1) note worthy on the sacle of the Imperium, or in other words, the scale of the Milky Way.
2) of the 154 human inhabited planets in the Calxian sector (a region barely notable on a map of the Imperium) there are 34 Hive worlds (with populations many thousands of times greater than ours) and 10 Forge worlds. 

The Imperium is hardly describable on its entire scale, so looking at only those worlds mentioned is not accurate for getting a sense of its scale. 



> Both of these are completly inexhuastable resource of Military Power. You can easily make million more Dorids or 100K more Clones in a few months time. Add this to whole Alien/Human Population and now you have numbers rivalling Imperium.


That is simply utterly untrue. Droids require numerous materials for their construction as well as dedicated facilities for that construction. Unless Star Wars has mineral replicators than Droids are not anywhere near an inexhaustible resources. This is even more true of Clones which must be cloned, fed, raised, trained and equipped. All of this is not coming from no where. The planets of Star Wars are not capable of sustaining or even creating a war on the truly galactic scale that the Imperium fights on a daily basis. They don`t have the man power, the resources or the facilities dedicated to war the the Imperium can bring to bear. Even divided and fractured as it is the Imperium has endured 2000 years of constant warfare from all angles. Star Wars, with its civil relations and generally self-sustaining planets cannot hope to compete with the Imperium in any kind of full-scale long-term war.


----------



## gen.ahab (Dec 22, 2009)

MEQinc said:


> The problem with that statement is that marines wear sealed armour, which thus prevents access by the virus. Those marines who`s armour did not seal, or was breached by damage died to the virus. Luke does not wear sealed, self-regulating armour on all occasions, nor indeed in any instance that I am aware of. Being badass is not enough to prevent your very cells from dieing.


No, but the ability to make a force barrier does.


----------



## Doelago (Nov 29, 2009)

Since this has again begun to make sense, I have returned...



> or 100K more Clones in a few months time


:laugh: 

That would be the most fucked up thing in the history of the galaxy! You see, in that time they would be unable to get the proper training, meaning that they are fucked up shits. Secondly they would all die in a few years time since their gene acceleration process would have been fucked over really hard to make them adults in a couple of months.


----------



## Ultra111 (Jul 9, 2009)

Gree said:


> I claim nothing supporting either side yet. I'm simply pointing out the futility of asking a question on a board that is naturally going to be biased to one side. This board is naturally filled with 40k fans.
> 
> I mean, your argument is riddled with errors but I'm not going to bother arguing against you because this is a 40k forum and the outcome of the debate is a pre-decided outcome. Arguing otherwise would be an uphill battle.
> 
> If you want a true, objective debate against SW fans who are well versed in both series then go to a neutral forum and do that. Otherwise it's just an ego-stroking exercise for your fandom. I know places that would take apart your arguments and _annihilate_ it completely.


I don't know if someone else has already said this as I can't be arsed to look through every single post, but on a recent vs thread of astartes vs jedi (I think it was) the majority said Jedi would win.

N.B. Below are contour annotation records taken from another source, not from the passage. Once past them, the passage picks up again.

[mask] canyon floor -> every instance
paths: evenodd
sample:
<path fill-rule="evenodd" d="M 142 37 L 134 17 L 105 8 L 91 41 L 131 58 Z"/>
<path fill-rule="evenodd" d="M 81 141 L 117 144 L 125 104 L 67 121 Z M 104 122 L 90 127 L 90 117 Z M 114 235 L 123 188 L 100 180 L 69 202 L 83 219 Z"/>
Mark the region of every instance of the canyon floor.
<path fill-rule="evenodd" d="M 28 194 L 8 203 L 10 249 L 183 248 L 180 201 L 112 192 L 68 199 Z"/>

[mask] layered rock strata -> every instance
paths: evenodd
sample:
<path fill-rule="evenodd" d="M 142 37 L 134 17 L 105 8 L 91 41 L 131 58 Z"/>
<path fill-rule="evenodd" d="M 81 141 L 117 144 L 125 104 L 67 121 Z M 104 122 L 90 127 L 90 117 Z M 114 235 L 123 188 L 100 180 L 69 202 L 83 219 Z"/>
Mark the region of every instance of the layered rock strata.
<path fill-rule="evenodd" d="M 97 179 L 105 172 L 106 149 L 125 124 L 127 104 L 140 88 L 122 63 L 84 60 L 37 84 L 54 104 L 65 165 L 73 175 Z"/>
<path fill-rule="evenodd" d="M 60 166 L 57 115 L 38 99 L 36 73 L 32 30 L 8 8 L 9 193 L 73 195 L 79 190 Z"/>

Sort of puts what you said off course.


----------



## Warlock in Training (Jun 10, 2008)

MEQinc said:


> One would assume that in the collision of galaxies required to make this fight possible each galaxy maintains that which functions in its universe. So Jedi get to keep the force and 40k gets to keep the Warp, or else the whole thing becomes pointless. Now assuming that the Warp will function the same way in the Star Wars galaxy the same way it does here then Jedi and even clones would be equally as capable of killing daemons as their 40k counter-parts with two crucial differences. 1) the denizens of Star Wars do not know how the warp and daemons function and thus will be caught unprepared for their sudden arrivals and seeming invulnerability. 2) daemons are primarily vulnerable to beliefs. If you shoot at one and have faith that it will die it is more likely to do so. The Imperium teems with faith, it`s army is one of fanatics. Star Wars does not have the same reliance on faith and while that will generally be a plus it will likely hamper them in combat against daemons.


See that the problem tho. Lets say both Galaxies merge perfectly. The Force makes up everything in every reality. So the Warp would be effected too. Heavely. Jedi would wink Daemons out of existance if thats the case. Also the comment on having faith to kill daemons is very inaccurate. The HH novels prove that Atheist with no belife (SMs) kill Daemons before they were called Daemons. The Daemons were nothing more Warp Xenos... which they are. Faith Plays no role in it. I think due to coplexeities its best to leave Warp Spilling over out of the fight. 40K has the Warp, SW has the Force.




MEQinc said:


> The problem with that statement is that marines wear sealed armour, which thus prevents access by the virus. Those marines who`s armour did not seal, or was breached by damage died to the virus. Luke does not wear sealed, self-regulating armour on all occasions, nor indeed in any instance that I am aware of. Being badass is not enough to prevent your very cells from dieing.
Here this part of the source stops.